Que dire donc de ce roman? Ingrid Plank, jeune parisienne de son état et à la vie ma foi bien organisée partagée entre quelques sorties au bar, de l'interim et des soirées dans l'appart de son amie peintre; a le malheur de s'engager dans une relation farfelue avec un adorateur de Lovecraft. Enfin, de Lovecraft pas vraiment, puisqu'il semble développer un attrait purement mystique pour les Grands Anciens des récits de Providence. A un tel point qu'après lui avoir scandé deux trois discours nocturnes incompréhensibles et l'avoir bassinée avec des théories aussi absconses que délirantes, elle le benne et continue sa vie loin de la psychose. C'est sans compter sur les mystérieux inconnus qui viennent l'aborder ensuite, aux propos toujours nébuleux, mais qui dessinent rapidement un tableau qui n'est pas pour rassurer: Ingrid est le centre du pentacle, et à ce titre, aura le premier rôle dans la résurgence ou la destruction de Cthulhu.
Evidemment, la principal ressort humoristique du livre tient là: Ingrid dénote dans cet univers fait de créatures extra-dimensionnelles et aux desseins macabres. Et son approche longtemps cartésienne et aventureuse fera la part belle aux conversations décalées et jusqu'au-boutiste.
Le gros du livre tient à la description des différentes factions impliquées dans le sort de Cthulhu. On assistera donc aux fanatiques de Dagon, créatures amphibies voyageant dans des canaux reliés à la Seine, aux satanistes de l'amour visant globalement à des partouzes inter-espèces avec des chèvres, aux autrichiens distingués recherchant la mélopée au fin fond du cosmos ou bien encore aux cultistes mêlant fanatisme religieux et physique quantique .

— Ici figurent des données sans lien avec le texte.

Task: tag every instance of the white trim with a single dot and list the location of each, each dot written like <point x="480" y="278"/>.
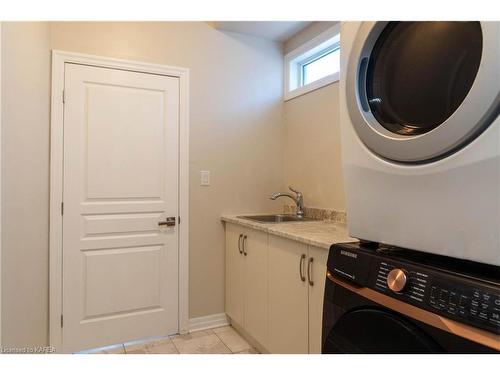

C'est parfaitement délicieux dans la description des différentes rencontres, toujours exquise dans le discours ciselé au couteau. En revanche, on y regrettera vite un sentiment de répétition et oui, parfois, de vanité du processus. Car on a bien vite compris l'affaire du centre du pentacle et le livre semble progresser dans un espèce de flou scénaristique, finalement la résultante d'un synopsis extrêmement original mais faible dans son déroulé. On se marre, c'est bien écrit... Mais tient un peu sur un concept, ce qui n'a jamais suffi à mener à un livre abouti.
Notons cependant que sous couvert de l'humour, de Cthulhu et ses copains, Berrouka revisite un certain nombre de grands thèmes toujours bienvenus. En premier lieu, le fanatisme religieux bien sûr, mais aussi l'art et sa substance (le discours sur la mélopée est riche en enseignement) et enfin Lovecraft et son mythe. Le parodier ainsi est franchement rafraichissant, tant tout ce qui gravite autour de l'auteur est soit sérieux, soit erroné. Combien de fois le mot "lovecraftien" aura-t-il été prononcé à tort, par d'autres ou moi? Et combien de fois un expert du mythe se sera fait bonne volonté de le corriger? Voici deux questions auxquelles il me lasse souvent de répondre. Faites attention, le même phénomène grandit avec Dune depuis quelques temps.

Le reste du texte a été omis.